Standard & Poor's Ratings Services lowered its issuer credit rating (ICR) to 'D' from 'SD' (selective default) on Stockton, Calif. The outlook is not meaningful.

In addition, Standard & Poor's lowered its issue ratings to 'C' from 'CC' on the city's pension obligation bonds, lease revenue bonds, and certificates of participation (COPs), some of which were issued by the Stockton Public Financing Authority and the Stockton Redevelopment Agency. The outlook on these ratings is negative.

"The 'D' ICR reflects our view of the city's planned nonpayment of substantially all of its obligations as they come due," said Standard & Poor's credit analyst Chris Morgan. "Additionally, we understand the city plans to file for bankruptcy protection under Chapter 9 of the U.S. Bankruptcy Code," Mr. Morgan added.

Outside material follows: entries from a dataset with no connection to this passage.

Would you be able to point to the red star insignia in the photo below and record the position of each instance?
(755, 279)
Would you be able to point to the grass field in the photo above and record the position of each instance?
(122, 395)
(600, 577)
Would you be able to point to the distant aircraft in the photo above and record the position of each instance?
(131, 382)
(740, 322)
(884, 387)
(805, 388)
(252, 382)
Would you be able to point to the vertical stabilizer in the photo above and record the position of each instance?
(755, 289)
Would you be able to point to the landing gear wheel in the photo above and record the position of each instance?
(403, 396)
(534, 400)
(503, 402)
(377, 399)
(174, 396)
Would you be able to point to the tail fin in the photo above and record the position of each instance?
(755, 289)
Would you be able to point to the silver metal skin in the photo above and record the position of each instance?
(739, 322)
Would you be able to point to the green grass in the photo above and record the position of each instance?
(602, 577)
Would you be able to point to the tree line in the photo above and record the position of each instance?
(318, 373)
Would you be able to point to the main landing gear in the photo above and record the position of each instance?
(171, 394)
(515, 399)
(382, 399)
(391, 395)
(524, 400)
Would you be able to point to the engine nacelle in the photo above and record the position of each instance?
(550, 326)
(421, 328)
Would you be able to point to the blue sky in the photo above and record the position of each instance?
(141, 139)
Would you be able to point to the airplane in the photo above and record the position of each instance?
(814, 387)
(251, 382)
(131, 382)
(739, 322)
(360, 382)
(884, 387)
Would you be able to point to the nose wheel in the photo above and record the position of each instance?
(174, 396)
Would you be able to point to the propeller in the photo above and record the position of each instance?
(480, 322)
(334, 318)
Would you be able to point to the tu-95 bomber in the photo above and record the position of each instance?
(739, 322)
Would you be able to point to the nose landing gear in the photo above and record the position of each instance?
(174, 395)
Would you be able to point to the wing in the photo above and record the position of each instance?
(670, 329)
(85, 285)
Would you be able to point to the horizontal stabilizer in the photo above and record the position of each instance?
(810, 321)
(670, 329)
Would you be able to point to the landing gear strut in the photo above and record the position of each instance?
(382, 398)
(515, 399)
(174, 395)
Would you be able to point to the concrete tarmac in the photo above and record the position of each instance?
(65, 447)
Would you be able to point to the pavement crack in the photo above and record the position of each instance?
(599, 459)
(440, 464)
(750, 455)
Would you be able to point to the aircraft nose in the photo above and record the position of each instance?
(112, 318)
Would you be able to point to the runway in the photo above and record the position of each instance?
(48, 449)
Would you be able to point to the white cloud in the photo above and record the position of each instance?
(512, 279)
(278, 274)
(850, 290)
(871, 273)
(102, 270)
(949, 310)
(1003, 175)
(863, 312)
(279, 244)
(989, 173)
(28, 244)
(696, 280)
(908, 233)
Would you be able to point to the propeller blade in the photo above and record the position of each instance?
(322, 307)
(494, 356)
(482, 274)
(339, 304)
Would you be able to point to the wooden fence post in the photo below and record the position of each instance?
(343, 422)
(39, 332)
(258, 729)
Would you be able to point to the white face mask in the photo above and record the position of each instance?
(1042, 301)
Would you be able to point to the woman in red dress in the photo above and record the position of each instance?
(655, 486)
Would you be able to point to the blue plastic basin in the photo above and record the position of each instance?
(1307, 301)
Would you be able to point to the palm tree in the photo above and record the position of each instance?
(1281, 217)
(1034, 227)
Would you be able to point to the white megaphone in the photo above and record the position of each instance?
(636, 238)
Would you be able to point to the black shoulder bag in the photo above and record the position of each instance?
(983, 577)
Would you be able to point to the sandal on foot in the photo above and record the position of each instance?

The negative outlook on the city's lease revenue bond and COP rating reflects our view that we could further lower the rating in the next year as debt service reserves, sureties, and restricted funds (which are currently paying bondholders or pending payment to same in the absence of appropriated general funds) are exhausted and/or otherwise not paid to bondholders in bankruptcy. The negative outlook on the pension obligation bond rating reflects our understanding of the city's planned non-payment of debt service in September and the lack of other enhancements.